Tindakan ini dapat muncul dalam berbagai bentuk, seperti ejekan verbal, kekerasan fisik, pengucilan sosial, hingga intimidasi melalui media digital.
Dampaknya tidak hanya melukai fisik, tetapi juga meninggalkan trauma mental yang dapat menurunkan rasa percaya diri, mengganggu prestasi akademik, bahkan memengaruhi hubungan sosial anak dalam jangka panjang. Jika tidak ditangani dengan tepat, korban perundungan berisiko mengalami kecemasan, depresi, hingga menarik diri dari lingkungan sekitar.
Karena itu, peran orang tua menjadi sangat penting dalam membekali anak dengan keterampilan untuk melindungi diri. Pembekalan ini bukan sekadar kemampuan fisik untuk bertahan, melainkan juga kesiapan emosional dan sosial agar anak mampu merespons secara tepat tanpa menimbulkan kekerasan baru.
Orang tua perlu menciptakan komunikasi yang terbuka, memberikan contoh sikap tegas, dan mengajarkan cara mengenali tanda-tanda perundungan sejak dini. Dengan dukungan yang konsisten, anak akan memiliki kepercayaan diri dan ketangguhan mental untuk menghadapi serta melaporkan tindakan bullying. Berikut lima cara yang dapat diterapkan agar anak lebih kuat dan berani menghadapi situasi perundungan:
Langkah pertama adalah menciptakan “panggung sosial” yang aman. Ajak anak untuk menjalin pertemanan positif dengan teman sebaya yang suportif. Orang tua juga bisa berperan dengan mengenalkan anak pada komunitas atau kegiatan yang meningkatkan rasa percaya diri, seperti klub seni, olahraga, atau kelompok belajar. Lingkungan yang sehat akan membuat anak merasa memiliki dukungan dan lebih berani melawan tekanan.

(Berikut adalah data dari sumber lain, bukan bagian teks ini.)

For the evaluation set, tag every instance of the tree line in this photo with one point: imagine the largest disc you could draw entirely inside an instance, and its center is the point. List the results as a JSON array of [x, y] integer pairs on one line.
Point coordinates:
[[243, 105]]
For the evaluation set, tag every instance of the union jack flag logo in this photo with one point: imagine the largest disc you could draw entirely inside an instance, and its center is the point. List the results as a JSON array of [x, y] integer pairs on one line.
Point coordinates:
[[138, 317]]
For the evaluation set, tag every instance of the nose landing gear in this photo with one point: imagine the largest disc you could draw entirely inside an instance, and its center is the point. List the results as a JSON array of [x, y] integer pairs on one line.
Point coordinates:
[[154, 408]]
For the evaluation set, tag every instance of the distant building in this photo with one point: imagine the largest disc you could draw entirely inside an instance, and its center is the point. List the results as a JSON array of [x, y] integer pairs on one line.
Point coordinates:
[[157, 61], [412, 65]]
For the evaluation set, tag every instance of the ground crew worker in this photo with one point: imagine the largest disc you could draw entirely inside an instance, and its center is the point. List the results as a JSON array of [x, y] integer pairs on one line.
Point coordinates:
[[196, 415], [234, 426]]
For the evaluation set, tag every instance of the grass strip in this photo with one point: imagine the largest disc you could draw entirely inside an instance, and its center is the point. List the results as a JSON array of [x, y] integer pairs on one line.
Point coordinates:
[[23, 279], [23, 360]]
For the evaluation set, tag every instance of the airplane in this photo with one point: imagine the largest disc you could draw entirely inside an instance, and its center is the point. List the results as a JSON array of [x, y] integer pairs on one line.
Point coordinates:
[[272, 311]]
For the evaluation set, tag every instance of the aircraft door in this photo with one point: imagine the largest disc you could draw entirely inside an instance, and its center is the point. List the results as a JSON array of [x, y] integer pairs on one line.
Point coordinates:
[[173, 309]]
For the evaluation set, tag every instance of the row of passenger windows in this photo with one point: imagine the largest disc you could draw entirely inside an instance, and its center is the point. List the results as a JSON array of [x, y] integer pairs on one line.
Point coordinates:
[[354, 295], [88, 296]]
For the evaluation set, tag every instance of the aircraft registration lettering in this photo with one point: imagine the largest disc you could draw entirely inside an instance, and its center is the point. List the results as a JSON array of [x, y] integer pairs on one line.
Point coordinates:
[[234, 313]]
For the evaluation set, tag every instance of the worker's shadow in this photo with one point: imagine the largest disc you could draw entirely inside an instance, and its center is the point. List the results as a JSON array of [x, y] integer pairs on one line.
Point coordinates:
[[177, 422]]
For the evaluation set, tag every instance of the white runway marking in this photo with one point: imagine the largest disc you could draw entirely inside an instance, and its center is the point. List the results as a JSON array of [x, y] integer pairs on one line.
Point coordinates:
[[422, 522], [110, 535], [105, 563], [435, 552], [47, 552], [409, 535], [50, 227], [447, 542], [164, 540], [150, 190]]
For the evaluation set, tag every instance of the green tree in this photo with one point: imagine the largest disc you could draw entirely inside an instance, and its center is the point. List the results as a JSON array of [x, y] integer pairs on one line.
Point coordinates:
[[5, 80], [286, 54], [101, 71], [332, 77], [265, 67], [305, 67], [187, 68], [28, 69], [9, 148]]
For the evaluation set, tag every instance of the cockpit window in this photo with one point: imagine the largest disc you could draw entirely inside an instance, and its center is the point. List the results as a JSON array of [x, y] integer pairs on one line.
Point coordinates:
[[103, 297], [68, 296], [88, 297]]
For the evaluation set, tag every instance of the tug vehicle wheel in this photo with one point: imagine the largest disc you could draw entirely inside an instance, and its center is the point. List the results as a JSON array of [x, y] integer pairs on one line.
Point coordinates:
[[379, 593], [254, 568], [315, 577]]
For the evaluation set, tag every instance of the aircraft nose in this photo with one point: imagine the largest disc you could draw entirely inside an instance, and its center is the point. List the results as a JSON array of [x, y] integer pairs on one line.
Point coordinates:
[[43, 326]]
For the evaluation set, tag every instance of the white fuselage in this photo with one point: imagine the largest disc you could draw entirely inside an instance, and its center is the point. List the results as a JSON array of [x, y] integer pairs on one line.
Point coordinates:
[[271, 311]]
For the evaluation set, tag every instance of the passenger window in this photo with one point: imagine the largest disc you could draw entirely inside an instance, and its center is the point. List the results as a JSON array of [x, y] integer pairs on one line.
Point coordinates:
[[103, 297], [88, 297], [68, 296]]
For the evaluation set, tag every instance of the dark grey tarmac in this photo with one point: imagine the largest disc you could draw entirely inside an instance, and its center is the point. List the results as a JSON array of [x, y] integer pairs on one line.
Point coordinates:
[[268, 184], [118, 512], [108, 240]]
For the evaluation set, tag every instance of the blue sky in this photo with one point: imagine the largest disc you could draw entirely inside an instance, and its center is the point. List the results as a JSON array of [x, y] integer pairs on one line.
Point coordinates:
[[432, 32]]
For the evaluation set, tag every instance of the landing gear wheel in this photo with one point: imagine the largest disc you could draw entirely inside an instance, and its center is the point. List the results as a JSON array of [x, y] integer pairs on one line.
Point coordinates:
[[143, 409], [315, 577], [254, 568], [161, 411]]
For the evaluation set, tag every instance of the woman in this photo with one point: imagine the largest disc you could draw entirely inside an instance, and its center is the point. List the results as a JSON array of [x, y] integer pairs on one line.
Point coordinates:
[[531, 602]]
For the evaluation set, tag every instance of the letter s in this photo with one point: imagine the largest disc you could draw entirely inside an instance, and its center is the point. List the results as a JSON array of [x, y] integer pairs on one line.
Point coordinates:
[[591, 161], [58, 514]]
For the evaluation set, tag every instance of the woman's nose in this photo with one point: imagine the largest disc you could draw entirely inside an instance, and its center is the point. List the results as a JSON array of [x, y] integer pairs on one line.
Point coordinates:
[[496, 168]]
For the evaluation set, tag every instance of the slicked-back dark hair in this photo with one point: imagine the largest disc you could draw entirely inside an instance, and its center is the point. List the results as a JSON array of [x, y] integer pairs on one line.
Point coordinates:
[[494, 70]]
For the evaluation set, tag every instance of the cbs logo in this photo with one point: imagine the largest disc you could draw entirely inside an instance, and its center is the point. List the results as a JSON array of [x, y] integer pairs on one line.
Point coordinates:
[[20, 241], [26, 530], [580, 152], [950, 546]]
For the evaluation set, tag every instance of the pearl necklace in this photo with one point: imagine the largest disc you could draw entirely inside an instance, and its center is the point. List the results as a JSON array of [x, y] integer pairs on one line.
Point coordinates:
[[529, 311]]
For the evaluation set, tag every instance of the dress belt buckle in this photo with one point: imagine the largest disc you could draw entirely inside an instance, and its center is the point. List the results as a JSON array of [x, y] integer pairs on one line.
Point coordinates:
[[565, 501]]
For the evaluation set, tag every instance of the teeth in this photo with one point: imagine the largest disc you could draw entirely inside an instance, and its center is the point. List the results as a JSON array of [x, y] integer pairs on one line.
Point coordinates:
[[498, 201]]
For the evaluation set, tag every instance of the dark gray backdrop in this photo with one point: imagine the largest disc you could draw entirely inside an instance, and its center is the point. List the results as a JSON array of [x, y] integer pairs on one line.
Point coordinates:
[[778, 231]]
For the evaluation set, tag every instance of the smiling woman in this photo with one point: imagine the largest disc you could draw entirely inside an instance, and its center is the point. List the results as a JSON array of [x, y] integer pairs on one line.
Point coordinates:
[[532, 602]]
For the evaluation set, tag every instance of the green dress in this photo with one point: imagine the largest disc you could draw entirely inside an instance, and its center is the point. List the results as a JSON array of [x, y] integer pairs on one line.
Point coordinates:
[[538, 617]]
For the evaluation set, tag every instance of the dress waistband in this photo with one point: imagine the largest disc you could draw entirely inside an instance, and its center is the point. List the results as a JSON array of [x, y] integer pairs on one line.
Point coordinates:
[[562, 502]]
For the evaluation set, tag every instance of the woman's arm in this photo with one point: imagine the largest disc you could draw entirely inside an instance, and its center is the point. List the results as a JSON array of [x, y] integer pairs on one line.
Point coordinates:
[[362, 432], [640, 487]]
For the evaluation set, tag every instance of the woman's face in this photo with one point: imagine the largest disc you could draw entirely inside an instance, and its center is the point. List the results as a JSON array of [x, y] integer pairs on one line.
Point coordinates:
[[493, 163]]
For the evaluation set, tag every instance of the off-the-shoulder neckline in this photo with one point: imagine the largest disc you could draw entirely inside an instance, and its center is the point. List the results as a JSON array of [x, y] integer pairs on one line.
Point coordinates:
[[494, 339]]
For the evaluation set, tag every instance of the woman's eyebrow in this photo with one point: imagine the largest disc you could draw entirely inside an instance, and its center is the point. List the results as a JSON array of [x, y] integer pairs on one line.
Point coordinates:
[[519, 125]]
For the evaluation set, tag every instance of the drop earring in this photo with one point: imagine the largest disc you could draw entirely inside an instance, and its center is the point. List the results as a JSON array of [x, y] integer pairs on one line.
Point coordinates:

Pertanyaan klasik yang sering muncul adalah: “Haruskah anak membalas pukulan?” Jawabannya tergantung situasi. Jelaskan kepada anak bahwa kekerasan bukan solusi utama, tetapi ada momen di mana pertahanan diri diperlukan untuk melindungi keselamatan. Orang tua dapat memberikan contoh sederhana, seperti menghindar ketika ancaman hanya berupa ejekan, namun segera mencari bantuan guru atau orang dewasa bila situasi berpotensi membahayakan fisik.
Ajarkan anak untuk tegas (asertif) dalam menanggapi pelaku bully. Gunakan latihan peran di rumah, misalnya dengan mengajarkan kalimat singkat dan tegas seperti, “Berhenti, saya tidak suka,” sambil menatap mata lawan dengan percaya diri. Sikap ini membantu anak menunjukkan keberanian tanpa harus bersikap kasar, sekaligus memberi sinyal bahwa ia tidak akan menjadi korban yang diam saja.
Selain kata-kata, respons non-verbal juga penting. Anak bisa diajari untuk tetap tenang, tidak menunjukkan rasa takut, dan segera menjauh dari situasi yang berbahaya. Dorong mereka untuk segera melapor kepada guru, konselor, atau orang tua bila intimidasi berlanjut. Tekankan bahwa meminta bantuan bukan tanda kelemahan, melainkan langkah bijak untuk melindungi diri.
Pada akhirnya, fondasi terpenting adalah dukungan keluarga. Berikan anak rasa aman di rumah agar ia tahu selalu ada tempat untuk bercerita. Pujian atas keberanian, latihan keterampilan sosial, hingga mendaftarkan anak ke kelas bela diri seperti karate atau taekwondo bisa menjadi cara efektif menumbuhkan rasa percaya diri. Semakin kuat mental anak, semakin kecil kemungkinan ia menjadi target perundungan.